Accordingly, the decision of the Board is affirmed in all respects except that the portion of its decision ordering the assessment of 20% penalties against Employer for failure to pay Claimant’s medical bills is reversed.

ORDER

AND NOW, this 1st day of October, 1999, the order of the Workers’ Compensa*532tion Appeal Board, dated July 28, 1998, is affirmed in all respects except that the portion of its decision ordering the assessment of 20% penalties against Employer for failure to pay Claimant’s medical bills is reversed.

Senior Judge JIULIANTE dissents.

. This case was reassigned to the author on September 1, 1999.

. Our scope of review is limited to determining whether necessary findings of fact are supported by substantial evidence, whether errors of law have been committed or whether constitutional rights have been violated. Sears, Roebuck & Co. v. Workers’ Compensation Appeal Board (Lear), 707 A.2d 618 (Pa.Cmwlth.1998).

. Employer also argues that the WCJ erred by not making findings of fact and conclusions of law regarding a utilization review petition concerning Claimant’s left knee injury.
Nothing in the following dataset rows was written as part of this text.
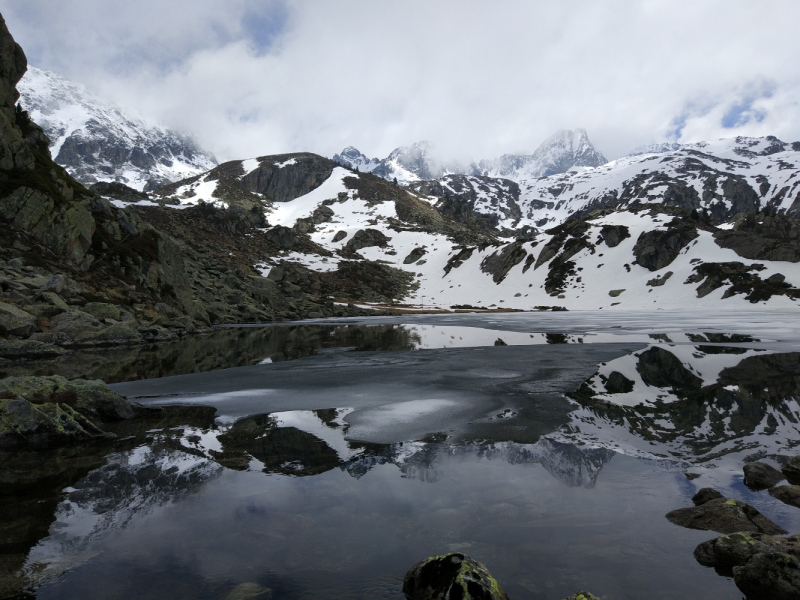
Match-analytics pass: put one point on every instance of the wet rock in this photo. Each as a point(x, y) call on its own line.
point(760, 476)
point(704, 495)
point(738, 548)
point(31, 349)
point(91, 398)
point(725, 516)
point(249, 591)
point(769, 576)
point(788, 494)
point(15, 321)
point(451, 577)
point(23, 423)
point(792, 470)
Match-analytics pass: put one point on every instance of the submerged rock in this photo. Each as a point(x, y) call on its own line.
point(736, 549)
point(760, 476)
point(451, 577)
point(249, 591)
point(725, 516)
point(788, 494)
point(769, 576)
point(704, 495)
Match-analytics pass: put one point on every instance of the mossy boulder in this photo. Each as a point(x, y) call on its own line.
point(451, 577)
point(725, 516)
point(23, 423)
point(93, 399)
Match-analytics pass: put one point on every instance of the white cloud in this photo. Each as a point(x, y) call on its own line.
point(478, 78)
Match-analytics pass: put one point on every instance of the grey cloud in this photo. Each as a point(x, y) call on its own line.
point(478, 78)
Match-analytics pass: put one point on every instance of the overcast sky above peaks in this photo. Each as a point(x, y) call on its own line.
point(479, 79)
Employer contends that it filed a utilization review petition on November 18, 1994, regarding the reasonableness of Dr. Fisher’s treatment of Claimant’s left knee.

However, there is no indication that the utilization review petition had been decided or appealed. Additionally, such a petition was not listed in the docket entries, was never discussed by the WCJ or the Board, and Employer does not allege that the WCJ failed to rule on its utilization review petition. Even assuming that Employer properly filed a utilization review petition, the WCJ’s failure to rule on it was not raised before the Board and has not been preserved for appeal. Pa. R.A.P. 302. As such, that issue is waived.

.Additionally, Employer argues that the WCJ erred by awarding a penalty to the deceased Claimant's estate. It contends that because there was no evidence that an estate was ever raised, and Claimant committed suicide and was no longer entitled to receive compensation, that the WCJ could not order payment of penalties to anyone. However, as correctly noted by the Board, although Claimant died intestate, he was survived by Shirley Stall-worth, his wife of 18 years, and, therefore, by law had an estate. See 20 Pa.C.S. § 2102 of the Probate, Estate and Fiduciary Code. Moreover, an award of penalties is based upon Employer’s violation of the Workers' Compensation Act, Act of June 2, 1915, P.L. 736, as amended, § 1-1041.4, and is not conditioned upon the claimant's continued entitlement to compensation. See Section 435(3)(i) of the Act, 77 P.S. § 991(d)(1) (Board has power to impose penalties for violations of the Act). As such, Employer's argument is without merit.